Contracts¶
A contract ties schemas to a function's signature. The type
annotations declare what goes in and what comes out, @tacit.contract enforces
it at runtime, and type checkers verify it statically.
Without @contract¶
You can write schema-safe functions without the decorator — call cast() on
inputs and outputs yourself:
def engineer_features(df: tacit.DataFrame[Iris]) -> tacit.DataFrame[IrisFeatures]:
result = df.mutate(
sepal_ratio=df.sepal_length / df.sepal_width,
petal_ratio=df.petal_length / df.petal_width,
petal_area=df.petal_length * df.petal_width,
)
return IrisFeatures.cast(result)
This works. The cast() call at the end verifies the output structure and
returns a DataFrame[IrisFeatures]. But every function needs the same
boilerplate: call cast() on the result, possibly on inputs too. For a
pipeline with many stages, that's a lot of noise.
With @contract¶
The decorator reads the type annotations and calls cast() on inputs and
outputs automatically:
@tacit.contract
def engineer_features(df: tacit.DataFrame[Iris]) -> tacit.DataFrame[IrisFeatures]:
return df.mutate(
sepal_ratio=df.sepal_length / df.sepal_width,
petal_ratio=df.petal_length / df.petal_width,
petal_area=df.petal_length * df.petal_width,
)
Same safety, less noise. The decorator inspects the annotations, finds every
parameter and return type that's a DataFrame[S], and wraps them with the
appropriate schema check.
Non-DataFrame parameters (strings, ints, config objects) pass through unchanged.
Why no unwrap or cast on the input?
You might expect to need something like df.unwrap() or Iris.cast(df)
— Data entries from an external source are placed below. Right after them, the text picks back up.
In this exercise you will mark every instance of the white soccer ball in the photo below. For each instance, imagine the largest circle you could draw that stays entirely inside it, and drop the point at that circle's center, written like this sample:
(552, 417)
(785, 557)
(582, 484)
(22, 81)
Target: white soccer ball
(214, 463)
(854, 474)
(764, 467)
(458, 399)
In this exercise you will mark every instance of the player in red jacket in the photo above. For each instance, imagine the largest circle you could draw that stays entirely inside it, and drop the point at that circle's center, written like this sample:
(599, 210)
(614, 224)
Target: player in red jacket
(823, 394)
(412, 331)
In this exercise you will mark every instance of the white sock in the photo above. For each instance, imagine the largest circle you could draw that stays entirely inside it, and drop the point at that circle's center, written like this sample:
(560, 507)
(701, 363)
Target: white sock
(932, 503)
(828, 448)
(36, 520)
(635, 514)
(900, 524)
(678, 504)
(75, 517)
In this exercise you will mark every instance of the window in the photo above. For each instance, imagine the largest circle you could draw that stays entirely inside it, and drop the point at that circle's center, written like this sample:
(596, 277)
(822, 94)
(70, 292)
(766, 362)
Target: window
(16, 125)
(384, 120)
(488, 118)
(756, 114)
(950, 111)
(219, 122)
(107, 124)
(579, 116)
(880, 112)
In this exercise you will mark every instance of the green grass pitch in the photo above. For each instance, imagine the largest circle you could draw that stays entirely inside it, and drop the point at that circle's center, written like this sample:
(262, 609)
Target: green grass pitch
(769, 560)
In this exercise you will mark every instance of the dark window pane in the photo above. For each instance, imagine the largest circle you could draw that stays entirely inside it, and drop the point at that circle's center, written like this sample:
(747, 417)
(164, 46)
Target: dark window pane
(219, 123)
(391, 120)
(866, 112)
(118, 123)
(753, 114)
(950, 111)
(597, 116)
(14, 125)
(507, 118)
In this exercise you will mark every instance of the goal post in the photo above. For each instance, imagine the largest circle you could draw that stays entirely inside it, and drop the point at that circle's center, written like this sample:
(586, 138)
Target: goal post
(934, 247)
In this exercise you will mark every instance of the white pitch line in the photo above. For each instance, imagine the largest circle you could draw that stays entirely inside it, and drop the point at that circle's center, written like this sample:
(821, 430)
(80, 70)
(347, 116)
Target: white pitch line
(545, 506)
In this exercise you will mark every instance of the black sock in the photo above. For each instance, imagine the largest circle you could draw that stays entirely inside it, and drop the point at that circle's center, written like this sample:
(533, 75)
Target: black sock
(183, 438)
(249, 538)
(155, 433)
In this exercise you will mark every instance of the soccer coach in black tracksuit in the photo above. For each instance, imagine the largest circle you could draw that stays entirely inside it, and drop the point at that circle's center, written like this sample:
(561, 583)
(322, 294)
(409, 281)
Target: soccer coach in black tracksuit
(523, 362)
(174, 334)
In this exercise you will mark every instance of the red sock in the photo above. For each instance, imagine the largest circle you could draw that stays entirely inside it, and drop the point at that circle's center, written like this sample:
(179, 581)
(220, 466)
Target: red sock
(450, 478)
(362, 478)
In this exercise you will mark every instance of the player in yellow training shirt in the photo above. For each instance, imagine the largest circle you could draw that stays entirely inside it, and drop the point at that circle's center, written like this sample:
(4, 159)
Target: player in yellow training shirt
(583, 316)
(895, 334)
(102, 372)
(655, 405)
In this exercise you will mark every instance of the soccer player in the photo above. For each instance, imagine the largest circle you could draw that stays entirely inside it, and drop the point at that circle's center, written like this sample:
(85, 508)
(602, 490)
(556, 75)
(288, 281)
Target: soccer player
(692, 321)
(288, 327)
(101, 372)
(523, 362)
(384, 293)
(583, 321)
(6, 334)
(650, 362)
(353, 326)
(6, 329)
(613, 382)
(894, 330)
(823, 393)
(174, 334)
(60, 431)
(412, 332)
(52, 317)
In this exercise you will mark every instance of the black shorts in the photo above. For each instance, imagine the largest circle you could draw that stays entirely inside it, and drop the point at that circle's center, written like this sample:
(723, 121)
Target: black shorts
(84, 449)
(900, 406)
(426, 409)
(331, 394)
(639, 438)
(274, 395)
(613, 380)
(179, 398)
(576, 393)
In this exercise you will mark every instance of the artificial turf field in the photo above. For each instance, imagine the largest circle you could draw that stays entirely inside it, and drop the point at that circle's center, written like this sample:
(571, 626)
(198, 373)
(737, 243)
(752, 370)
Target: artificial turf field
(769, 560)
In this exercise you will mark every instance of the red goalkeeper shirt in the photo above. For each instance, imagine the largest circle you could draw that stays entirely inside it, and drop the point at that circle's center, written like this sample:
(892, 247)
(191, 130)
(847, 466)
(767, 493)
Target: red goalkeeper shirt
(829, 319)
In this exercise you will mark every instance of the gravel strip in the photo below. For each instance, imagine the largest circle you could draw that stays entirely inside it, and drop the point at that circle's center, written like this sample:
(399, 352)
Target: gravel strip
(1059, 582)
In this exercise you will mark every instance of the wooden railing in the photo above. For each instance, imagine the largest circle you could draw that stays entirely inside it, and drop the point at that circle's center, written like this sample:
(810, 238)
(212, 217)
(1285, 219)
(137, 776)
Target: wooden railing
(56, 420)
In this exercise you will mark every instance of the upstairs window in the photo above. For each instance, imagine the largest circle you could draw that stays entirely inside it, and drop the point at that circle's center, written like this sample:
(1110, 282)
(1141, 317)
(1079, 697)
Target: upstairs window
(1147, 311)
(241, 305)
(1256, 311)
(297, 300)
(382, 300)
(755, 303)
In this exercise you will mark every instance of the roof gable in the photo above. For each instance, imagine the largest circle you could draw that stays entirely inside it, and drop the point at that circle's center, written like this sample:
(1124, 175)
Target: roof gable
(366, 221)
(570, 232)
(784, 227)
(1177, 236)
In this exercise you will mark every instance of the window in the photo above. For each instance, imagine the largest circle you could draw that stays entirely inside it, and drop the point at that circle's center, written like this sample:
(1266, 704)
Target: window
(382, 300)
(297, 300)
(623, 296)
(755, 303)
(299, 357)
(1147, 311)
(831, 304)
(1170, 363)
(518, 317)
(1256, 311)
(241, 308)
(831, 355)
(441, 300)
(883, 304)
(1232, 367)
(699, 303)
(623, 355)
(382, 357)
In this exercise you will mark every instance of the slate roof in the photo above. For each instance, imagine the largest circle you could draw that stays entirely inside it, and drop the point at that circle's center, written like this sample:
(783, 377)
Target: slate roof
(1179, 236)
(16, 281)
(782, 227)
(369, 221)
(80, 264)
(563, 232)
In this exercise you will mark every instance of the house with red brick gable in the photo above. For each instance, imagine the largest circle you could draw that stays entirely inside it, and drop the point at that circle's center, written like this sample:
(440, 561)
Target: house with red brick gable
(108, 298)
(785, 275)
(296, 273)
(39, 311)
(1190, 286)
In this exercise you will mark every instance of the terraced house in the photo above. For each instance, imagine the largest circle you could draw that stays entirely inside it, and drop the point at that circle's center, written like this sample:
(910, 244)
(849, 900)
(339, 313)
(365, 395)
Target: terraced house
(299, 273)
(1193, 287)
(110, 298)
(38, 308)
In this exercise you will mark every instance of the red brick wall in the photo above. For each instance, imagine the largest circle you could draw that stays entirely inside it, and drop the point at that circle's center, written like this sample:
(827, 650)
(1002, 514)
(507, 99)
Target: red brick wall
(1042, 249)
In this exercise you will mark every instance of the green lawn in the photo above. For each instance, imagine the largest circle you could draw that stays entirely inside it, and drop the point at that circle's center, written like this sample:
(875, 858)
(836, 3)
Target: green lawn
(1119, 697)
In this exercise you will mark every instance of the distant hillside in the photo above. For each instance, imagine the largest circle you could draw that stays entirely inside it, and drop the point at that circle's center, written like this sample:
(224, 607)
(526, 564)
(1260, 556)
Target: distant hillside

inside the function body to get a regular ibis Table to work with. You
don't — DataFrame[S] is an ibis Table (it's a subclass), so you can
call .mutate(), .filter(), .group_by(), or any ibis API directly on
it. The result is a plain ir.Table that you can continue working with
normally. See DataFrames for more on this.
validate=True¶
By default, @contract uses cast() — structural checks only. If you want
full validation (type coercion + constraint checking via parse()), pass
validate=True:
@tacit.contract(validate=True)
def ingest_iris(raw: tacit.DataFrame[RawIris]) -> tacit.DataFrame[Iris]:
return raw.mutate(...)
This is useful at pipeline entry points where the data hasn't been validated
yet, or at boundaries where you want to re-validate after a complex
transformation. It has a performance cost — parse() executes queries against
the engine — so use it where correctness matters more than speed.
returns=¶
There's a friction point when using @contract with type checkers. The
function body returns an ir.Table (the natural result of ibis operations like
.mutate()), but the annotation says -> DataFrame[IrisFeatures]. The type
checker sees a mismatch — it checks the body against its own return annotation,
independently of any decorator. This forces you to add cast() inside the body
anyway, defeating the purpose.
returns= solves this by moving the output schema to the decorator:
@tacit.contract(returns=IrisFeatures)
def engineer_features(df: tacit.DataFrame[Iris]) -> ir.Table:
return df.mutate(
sepal_ratio=df.sepal_length / df.sepal_width,
petal_ratio=df.petal_length / df.petal_width,
petal_area=df.petal_length * df.petal_width,
)
The function body annotates -> ir.Table, which is what ibis operations
actually return — no type error. The decorator handles cast() on the result.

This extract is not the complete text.